Many have tried — and many have failed — to do for nail salons what Starbucks did for coffee shops. Our report shows that it’ll take innovative hiring, a simple and consistent sanitation program, and a major consumer PR campaign in order for a salon chain to become the name that clients most trust.
Driving around in her rental car, a woman scans the strange city’s streets for something familiar — a trusted cup of coffee to wake her up before the morning meeting. She breathes a sigh of relief as she easily pulls the car into the closest Starbucks. Perfect, she thinks, mentally running through the menu items she knows by heart and pulling out what she knows will almost be exact change. The friendly barista gets to work on her Venti Caramel Macchiato, stopping only to ask if she wants whipped cream on top (always a yes), as the woman opens her laptop to do a fast e-mail check; she’s already a subscriber to Starbucks’ Internet access.
That afternoon before the big dinner, she drives around to search for another familiar indulgence — a manicure. She thinks it’ll be an easy task; after all, she noticed a nail salon or two on every city block. But then she starts to get worried; none of the salon names are familiar, and since there’s only one particular brand of nail polish she likes to wear, she needs to know in advance if the salon carries the brand. Anyway, didn’t she hear something about unsanitary salons that don’t always disinfect properly? Her favorite salon back home uses an autoclave, which she trusts for her safety. Why, she moans, couldn’t her favorite nail salon be in more major cities?

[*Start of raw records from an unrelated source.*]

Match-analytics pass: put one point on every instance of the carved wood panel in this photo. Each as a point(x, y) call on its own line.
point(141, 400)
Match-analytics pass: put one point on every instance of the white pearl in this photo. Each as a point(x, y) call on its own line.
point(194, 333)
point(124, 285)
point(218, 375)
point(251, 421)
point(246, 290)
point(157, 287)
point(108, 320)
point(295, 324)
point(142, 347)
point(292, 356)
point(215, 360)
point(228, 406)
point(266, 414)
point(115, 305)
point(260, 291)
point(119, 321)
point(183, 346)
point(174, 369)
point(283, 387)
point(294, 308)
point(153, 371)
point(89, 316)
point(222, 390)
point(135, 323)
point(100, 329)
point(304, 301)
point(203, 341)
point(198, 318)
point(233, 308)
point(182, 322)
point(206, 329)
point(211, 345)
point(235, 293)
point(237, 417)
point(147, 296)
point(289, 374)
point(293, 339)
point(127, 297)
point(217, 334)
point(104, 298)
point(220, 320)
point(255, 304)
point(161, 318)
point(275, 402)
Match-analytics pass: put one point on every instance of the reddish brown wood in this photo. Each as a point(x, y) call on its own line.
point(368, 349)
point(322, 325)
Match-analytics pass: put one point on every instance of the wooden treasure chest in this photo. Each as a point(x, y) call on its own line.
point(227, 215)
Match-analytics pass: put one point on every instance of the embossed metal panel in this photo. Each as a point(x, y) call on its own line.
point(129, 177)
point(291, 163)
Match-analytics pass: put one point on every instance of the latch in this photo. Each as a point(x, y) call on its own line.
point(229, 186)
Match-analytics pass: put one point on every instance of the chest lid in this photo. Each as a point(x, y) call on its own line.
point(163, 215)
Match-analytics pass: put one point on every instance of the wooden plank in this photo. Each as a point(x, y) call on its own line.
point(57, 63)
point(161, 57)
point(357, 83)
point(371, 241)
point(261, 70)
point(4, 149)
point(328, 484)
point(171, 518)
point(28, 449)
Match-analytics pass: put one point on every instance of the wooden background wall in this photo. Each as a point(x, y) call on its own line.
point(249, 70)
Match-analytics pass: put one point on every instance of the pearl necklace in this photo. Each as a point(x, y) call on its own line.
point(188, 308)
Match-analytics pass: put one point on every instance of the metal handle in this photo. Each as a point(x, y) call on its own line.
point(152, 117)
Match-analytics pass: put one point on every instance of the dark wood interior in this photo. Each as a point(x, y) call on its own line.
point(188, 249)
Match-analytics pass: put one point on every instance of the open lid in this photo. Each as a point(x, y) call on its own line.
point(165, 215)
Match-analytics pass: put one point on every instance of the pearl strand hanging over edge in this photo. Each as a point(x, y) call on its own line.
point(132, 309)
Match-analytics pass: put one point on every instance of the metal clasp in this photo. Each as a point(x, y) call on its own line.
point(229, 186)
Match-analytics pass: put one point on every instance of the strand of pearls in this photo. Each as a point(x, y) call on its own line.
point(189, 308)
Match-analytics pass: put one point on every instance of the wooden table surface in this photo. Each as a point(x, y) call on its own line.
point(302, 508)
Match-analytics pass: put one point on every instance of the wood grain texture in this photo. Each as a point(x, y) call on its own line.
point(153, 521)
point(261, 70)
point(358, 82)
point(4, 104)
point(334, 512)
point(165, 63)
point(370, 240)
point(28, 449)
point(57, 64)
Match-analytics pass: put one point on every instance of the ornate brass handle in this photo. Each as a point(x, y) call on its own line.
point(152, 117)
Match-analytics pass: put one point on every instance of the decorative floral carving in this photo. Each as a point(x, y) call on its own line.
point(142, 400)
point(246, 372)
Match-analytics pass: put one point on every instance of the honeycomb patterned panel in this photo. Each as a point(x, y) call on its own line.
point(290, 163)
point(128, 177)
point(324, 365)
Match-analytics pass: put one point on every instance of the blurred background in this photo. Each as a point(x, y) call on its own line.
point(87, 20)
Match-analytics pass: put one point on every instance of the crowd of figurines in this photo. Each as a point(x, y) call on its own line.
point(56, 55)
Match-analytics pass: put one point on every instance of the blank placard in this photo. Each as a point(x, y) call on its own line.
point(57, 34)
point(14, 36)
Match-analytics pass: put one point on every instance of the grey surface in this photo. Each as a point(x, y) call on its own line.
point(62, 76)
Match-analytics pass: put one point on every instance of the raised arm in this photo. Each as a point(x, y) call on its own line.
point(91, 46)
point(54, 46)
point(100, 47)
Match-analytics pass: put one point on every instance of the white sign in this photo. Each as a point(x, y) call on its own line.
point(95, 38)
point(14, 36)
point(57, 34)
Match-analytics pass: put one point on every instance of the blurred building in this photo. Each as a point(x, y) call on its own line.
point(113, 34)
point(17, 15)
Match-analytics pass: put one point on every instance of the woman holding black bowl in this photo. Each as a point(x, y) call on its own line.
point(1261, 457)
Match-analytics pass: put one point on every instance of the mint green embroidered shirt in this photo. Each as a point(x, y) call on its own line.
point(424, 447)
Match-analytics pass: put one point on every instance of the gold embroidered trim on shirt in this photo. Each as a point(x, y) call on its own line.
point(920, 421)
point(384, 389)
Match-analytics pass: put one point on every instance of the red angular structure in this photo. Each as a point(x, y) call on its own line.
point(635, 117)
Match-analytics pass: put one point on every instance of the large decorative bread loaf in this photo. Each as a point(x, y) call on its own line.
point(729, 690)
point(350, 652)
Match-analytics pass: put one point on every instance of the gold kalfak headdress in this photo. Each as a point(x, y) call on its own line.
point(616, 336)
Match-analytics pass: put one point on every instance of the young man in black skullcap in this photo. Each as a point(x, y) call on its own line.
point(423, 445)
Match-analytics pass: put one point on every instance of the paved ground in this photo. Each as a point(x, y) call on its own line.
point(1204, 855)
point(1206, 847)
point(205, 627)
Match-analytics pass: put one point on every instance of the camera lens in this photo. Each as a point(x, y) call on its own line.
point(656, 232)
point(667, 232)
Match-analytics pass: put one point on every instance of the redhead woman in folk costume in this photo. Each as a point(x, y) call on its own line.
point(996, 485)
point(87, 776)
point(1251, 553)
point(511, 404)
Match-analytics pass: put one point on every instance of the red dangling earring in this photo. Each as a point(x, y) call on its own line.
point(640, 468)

It’s a deceivingly complicated question — but recently, more and more beauty entrepreneurs are offering up new answers. Noticing that the nail industry seems to cry out for a trusted salon chain, which would remedy sanitation and other discrepancies between the slew of mom-and-pop salons and offer a consistent experience across the board, a new generation of nail salon chains is grasping for a hold.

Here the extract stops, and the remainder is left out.